Gubernur Kepulauan Bangka Belitung, Erzaldi Rosman Djohan meninjau pengelolaan 25 hektare hutan mangrove di Batu Betumpang Bangka Selatan, guna mengoptimalkan pengelolaan dan pengembangan kawasan hutan tersebut.

"Saya meminta pengelola hutan kemasyarakatan untuk berinovasi mengelola potensi mangrove ini," kata Erzaldi Rosman Djohan saat meninjau hutan mangrove di Desa Batu Betumpang, Sabtu.
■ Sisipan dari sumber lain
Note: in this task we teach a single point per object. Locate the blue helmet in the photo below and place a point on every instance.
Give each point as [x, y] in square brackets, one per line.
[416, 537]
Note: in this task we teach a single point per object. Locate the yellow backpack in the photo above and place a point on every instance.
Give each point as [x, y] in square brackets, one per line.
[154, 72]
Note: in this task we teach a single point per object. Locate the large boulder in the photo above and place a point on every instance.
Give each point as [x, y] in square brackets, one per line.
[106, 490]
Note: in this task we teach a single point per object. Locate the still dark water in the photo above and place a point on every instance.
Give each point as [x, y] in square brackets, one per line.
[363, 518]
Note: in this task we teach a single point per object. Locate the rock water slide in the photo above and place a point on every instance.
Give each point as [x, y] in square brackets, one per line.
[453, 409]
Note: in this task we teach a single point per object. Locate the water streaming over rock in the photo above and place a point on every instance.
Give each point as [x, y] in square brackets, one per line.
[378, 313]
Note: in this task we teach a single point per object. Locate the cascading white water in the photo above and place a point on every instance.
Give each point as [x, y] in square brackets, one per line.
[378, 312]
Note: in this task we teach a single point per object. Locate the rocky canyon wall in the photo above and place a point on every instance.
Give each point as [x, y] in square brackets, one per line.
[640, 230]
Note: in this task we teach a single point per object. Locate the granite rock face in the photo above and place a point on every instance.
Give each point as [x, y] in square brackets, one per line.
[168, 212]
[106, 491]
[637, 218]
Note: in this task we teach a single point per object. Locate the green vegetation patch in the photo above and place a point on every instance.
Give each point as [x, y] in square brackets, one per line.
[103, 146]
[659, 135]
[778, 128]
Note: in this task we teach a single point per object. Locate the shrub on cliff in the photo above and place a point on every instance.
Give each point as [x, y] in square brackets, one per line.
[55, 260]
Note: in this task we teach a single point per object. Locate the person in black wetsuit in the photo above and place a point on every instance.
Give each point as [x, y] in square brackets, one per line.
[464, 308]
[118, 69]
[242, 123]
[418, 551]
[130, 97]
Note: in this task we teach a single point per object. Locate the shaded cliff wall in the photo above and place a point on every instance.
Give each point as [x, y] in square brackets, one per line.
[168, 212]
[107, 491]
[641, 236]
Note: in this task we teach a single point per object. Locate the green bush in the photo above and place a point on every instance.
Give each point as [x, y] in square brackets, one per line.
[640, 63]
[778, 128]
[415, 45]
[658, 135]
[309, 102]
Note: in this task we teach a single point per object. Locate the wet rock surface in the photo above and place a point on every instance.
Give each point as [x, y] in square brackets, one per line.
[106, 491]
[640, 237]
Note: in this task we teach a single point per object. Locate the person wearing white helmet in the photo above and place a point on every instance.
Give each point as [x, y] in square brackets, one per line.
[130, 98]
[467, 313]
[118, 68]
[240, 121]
Ia mengatakan seluas 25 hektare hutan mangrove ini dikelola oleh Kelompok Sadar Wisata (Pokdarwis) Mercusuar Desa Batu Betumpang, Kecamatan Pulau Besar Kabupaten Bangka Selatan, agar masyarakat memperoleh manfaat ekonomi di tengah pendemi COVID-19.

"Selama ini ada dua yang dikembangkan di hutan ini, yaitu penanaman bakau dan membudidayakan kepiting untuk meningkatkan perekonomian masyarakat pesisir," ujarnya.

Menurut dia untuk suksesnya program ini, Pemprov Kepulauan Babel akan memberikan bantuan untuk pengelolaan kawasan hutan bakau, karena Babel menjadi salah satu dari 9 provinsi yang mendapatkan perhatian khusus dalam rangka pengembangan dan rehabilitasi mangrove di Indonesia.

"Kawasan hutan mangrove di Babel harus tetap terjaga kelestariannya, walaupun daerah ini dikenal sebagai daerah tambang," katanya.

Ketua Kelompok Hutan Kemasyarakatann Pokdarwis Mercusuar Desa Batu Betumpang, Hadri Saputra menyatakan sudah mengelola kawasan hutan seluas 25 hektare, untuk tanaman bakau dan akan diperluas lagi.

"Alhamdulillah, pengembangan dan pengelolaan hutan ini berjalan dengan baik dan telah berdampak terhadap peningkatan ekonomi warga sekitar hutan mangroveini," katanya.